Did we have to go all the way to Canada in order to find a research environment that thinks just as futuristically as Norut and Barents BioCentre?
“The decision to cooperate with the Marine Biotechnology Research Centre (CRBM) in Rimouski in Québec can be attributed to the fact that we share a similar view about the context in which the biotechnology research shall occur,” says Norut CEO Ivan C. Burkow.
“The structure of Barents BioCentre is unique and as far as we know the Canadian CRBM is the closest we come to other structures that work in the same manner with marine biotechnology business development.”
Burkow recently visited CRBM and Rimouski’s university, Université du Québec à Rimouski (UQAR). Given their geographic location in the north, population and proximity to the maritime environment, Tromsø and Rimouski have many similarities.

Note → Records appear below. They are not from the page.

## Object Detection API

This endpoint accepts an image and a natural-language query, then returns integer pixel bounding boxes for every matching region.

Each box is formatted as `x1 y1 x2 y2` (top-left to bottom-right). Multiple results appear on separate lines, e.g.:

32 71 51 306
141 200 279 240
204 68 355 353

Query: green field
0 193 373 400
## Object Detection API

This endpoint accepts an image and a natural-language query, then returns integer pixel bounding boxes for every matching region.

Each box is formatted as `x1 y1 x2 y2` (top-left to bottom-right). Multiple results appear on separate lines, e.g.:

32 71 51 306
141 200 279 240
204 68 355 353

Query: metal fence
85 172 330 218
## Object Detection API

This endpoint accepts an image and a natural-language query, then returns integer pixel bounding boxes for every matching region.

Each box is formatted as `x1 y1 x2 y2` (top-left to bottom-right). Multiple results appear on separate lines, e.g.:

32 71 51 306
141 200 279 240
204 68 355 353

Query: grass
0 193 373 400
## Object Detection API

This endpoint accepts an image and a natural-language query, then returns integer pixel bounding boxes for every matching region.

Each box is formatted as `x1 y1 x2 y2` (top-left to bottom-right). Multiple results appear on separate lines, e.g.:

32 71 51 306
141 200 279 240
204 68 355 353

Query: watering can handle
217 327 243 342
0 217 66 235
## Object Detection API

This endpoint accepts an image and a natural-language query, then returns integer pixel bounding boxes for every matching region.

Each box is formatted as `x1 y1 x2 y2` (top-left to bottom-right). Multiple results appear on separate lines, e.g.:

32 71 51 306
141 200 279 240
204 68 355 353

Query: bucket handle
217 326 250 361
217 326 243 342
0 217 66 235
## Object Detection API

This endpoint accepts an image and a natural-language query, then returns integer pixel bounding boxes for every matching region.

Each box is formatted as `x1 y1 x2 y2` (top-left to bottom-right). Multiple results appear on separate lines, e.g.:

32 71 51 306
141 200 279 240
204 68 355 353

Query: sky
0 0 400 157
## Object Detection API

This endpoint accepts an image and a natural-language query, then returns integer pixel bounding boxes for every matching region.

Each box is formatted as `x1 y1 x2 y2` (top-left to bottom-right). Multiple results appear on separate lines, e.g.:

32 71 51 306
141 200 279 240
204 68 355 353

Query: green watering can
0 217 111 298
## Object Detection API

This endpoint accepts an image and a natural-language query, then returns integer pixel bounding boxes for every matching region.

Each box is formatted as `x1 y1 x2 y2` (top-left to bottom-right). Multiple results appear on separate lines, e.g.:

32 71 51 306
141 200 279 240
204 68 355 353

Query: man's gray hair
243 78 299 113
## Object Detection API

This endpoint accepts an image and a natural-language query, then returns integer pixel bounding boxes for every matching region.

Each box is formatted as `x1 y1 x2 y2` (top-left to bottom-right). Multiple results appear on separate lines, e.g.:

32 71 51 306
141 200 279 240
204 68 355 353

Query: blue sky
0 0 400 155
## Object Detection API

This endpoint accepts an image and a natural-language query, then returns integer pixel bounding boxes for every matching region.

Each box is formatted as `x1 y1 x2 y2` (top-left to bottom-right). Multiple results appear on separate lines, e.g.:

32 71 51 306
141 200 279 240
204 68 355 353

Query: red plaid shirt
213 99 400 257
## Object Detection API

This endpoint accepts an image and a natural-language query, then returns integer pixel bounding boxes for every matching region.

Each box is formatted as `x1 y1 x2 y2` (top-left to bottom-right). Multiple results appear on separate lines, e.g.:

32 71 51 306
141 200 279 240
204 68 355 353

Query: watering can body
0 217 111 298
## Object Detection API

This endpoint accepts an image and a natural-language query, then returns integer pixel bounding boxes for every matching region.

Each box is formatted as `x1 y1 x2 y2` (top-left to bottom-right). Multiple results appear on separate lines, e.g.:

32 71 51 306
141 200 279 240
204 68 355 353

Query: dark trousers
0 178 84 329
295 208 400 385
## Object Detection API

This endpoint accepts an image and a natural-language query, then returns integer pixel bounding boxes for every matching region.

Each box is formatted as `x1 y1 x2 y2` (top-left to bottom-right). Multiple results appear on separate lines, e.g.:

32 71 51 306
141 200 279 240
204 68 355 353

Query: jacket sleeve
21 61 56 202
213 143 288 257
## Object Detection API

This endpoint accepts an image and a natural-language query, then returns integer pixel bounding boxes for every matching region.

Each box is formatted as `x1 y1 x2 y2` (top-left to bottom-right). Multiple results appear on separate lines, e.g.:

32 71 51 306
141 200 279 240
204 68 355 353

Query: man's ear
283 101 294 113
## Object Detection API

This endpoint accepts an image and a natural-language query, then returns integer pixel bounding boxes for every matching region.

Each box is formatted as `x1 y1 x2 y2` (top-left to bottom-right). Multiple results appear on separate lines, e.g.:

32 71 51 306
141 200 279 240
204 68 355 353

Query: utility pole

“The investment in marine biotechnology is central and Canadian authorities are investing significant sums to support this business oriented research,” says Burkow.
Executive Director Guy Viel from CRBM (left) and Norut CEO Ivan C. Burkow after signing of the cooperation agreement.
The agreement will involve close cooperation and the exchange of both knowledge and staff. The objective is to strengthen the innovative work and promote new applications. The cooperation agreement was signed in Tromsø during the Bioprosp 2011 conference.
“At present we are announcing several new positions for biotechnologists. Those wanting to play a part in building up something completely new and engage in research in close collaboration with the biotechnology industry now have their chance,” says Erling Sandsdalen, Research Director at Norut’s Department of Biotechnology and Manager of the Barents BioCentre.
In addition, the way has been paved for research sabbaticals in Rimouski in Québec in Canada.